Yes and no. I would agree that observability is the place to start. But knowing what needs to be optimized doesn't necessarily mean you know how to optimize it.
Also, while premature optimization is obviously a problem, knowing more about how to actually write optimized code can help you make more informed decisions earlier on in the development process.
> But knowing what needs to be optimized doesn't necessarily mean you know how to optimize it.
True, although not knowing what needs to be optimized guarantees that you don't know how to optimize it :).
> knowing more about how to actually write optimized code can help you make more informed decisions earlier on in the development process.
Totally agree though, despite poking a bit of fun.
This is something that I've been decently good at for many years. If I had to give someone new to it advice, it'd be:
- learn how to repeatably measure your system without introducing too much overhead. If you get this wrong, you're going to end up tricking yourself into believing you've made an improvement but instead got lucky/unlucky.
- once you've found the repeatably-measureable hotspots, the optimization approach is going to depend dramatically on the problem domain. Optimizing for database disk throughput is different than optimizing for http server response-latency is different than squeezing more polygons into a frame in a game.
The one very important thing to keep in mind though is that you're going to need to peel back the abstractions and understand what's happening under the hood. This applies to both parts. Maybe the way to measure what's happening in your network service is to use tcpdump to capture the raw packets and see that you're sending a bunch of small writes into a socket instead of a single big write (why is that a problem? :D). Or something like NVidia NSight can provide a ton of insight into what's happening on your CPUs and GPU frame-to-frame.
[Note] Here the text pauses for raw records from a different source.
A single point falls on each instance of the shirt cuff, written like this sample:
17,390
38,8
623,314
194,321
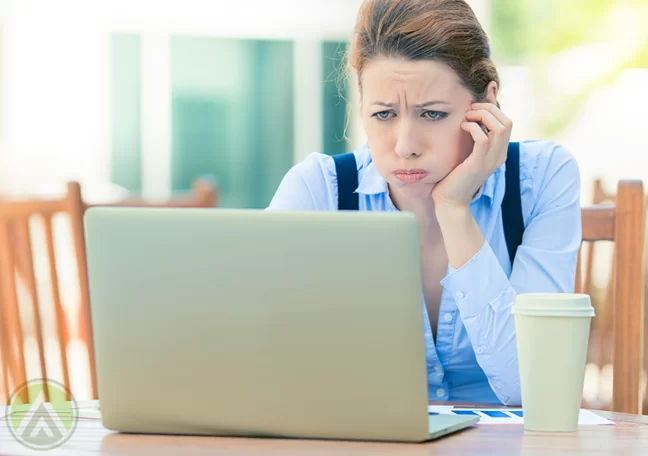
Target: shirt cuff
477,283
> The one very important thing to keep in mind though is that you're going to need to peel back the abstractions and understand what's happening under the hood.
I agree with this although I think it can sometimes be a red herring for those new to optimization. It's possible to spend a lot of time digging deeper when that's not really what's needed. For example, you might find a particular database query that's really slow and start looking at what configuration tweaks you can make to your database server. But maybe if you structure the application a bit differently, that query isn't necessary at all.
It's a great skill to be able to peel back layers of abstraction and continuing to optimize all the way down. But it's an equally important skill to be able to know what later really needs optimizing.
Apologies for the super late reply, I was travelling.
I totally agree, and that’s where experience comes into play and building a more holistic understanding of how the systems you’re using actually work. If I had a slow query in, say, Postgres, the very first thing I would be doing is “explain analyze” to see what the query plan is and what steps the database will be doing to execute it. 98% of the time doing that will either give you insight into how you might restructure your query or which indices you need to add to make it faster.
Also, while premature optimization is obviously a problem, knowing more about how to actually write optimized code can help you make more informed decisions earlier on in the development process.